United Nations membership
- Represented by: Romanian People's Republic (1955–1965); Socialist Republic of Romania (1965–1989); Romania (1989–present);
- Membership: Full member
- Since: 14 December 1955
- UNSC seat: Non-permanent
- Permanent Representative: Ion Jinga

= Romania and the United Nations =

Romania (then the Romanian People's Republic) joined the United Nations (UN) on 14 December 1955 following the adoption of the United Nations Security Council Resolution 109. Romania had already attempted to join the UN on 1947, but its membership application was rejected after the adoption of the United Nations Security Council Resolution 29.

Currently, the Permanent Representative of Romania to the United Nations since 4 August 2015 is Ion Jinga, who has also been president of several institutions of the UN. Jinga has highlighted Romania's role in the UN, declaring that Romania is "active, highly respected, remarkable in UN peacekeeping missions". Romania has participated since 1991 in UN peacekeeping missions and was part of those of Iraq and Kuwait, Afghanistan, Haiti and more.

Apart from resolutions 29 and 109, there also was the United Nations Security Council Resolution 992 related to Romania, in which the latter was asked to monitor the use of locks in the Danube River and inspect ships and their cargo if necessary.

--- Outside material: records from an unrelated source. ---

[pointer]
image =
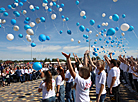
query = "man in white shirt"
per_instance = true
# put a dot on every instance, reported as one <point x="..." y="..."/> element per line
<point x="113" y="81"/>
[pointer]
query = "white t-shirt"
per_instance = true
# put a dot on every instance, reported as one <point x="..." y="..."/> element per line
<point x="114" y="72"/>
<point x="59" y="80"/>
<point x="100" y="79"/>
<point x="82" y="89"/>
<point x="47" y="94"/>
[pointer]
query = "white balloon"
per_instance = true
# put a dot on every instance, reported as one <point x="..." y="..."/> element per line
<point x="103" y="15"/>
<point x="60" y="9"/>
<point x="72" y="39"/>
<point x="82" y="13"/>
<point x="46" y="7"/>
<point x="51" y="3"/>
<point x="124" y="27"/>
<point x="31" y="7"/>
<point x="16" y="28"/>
<point x="110" y="17"/>
<point x="10" y="37"/>
<point x="30" y="32"/>
<point x="32" y="24"/>
<point x="27" y="36"/>
<point x="53" y="16"/>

In 2009, the International Court of Justice (ICJ), one of the main organs of the UN, arbitrated a case in which Romania was involved. The roots of this case were due to a treaty between Romania and Ukraine in which it was specified that both countries had to define a maritime boundary between them. However, negotiations between both failed, so the issue was brought to the ICJ, which in the end gave Romania 80% of the disputed maritime area.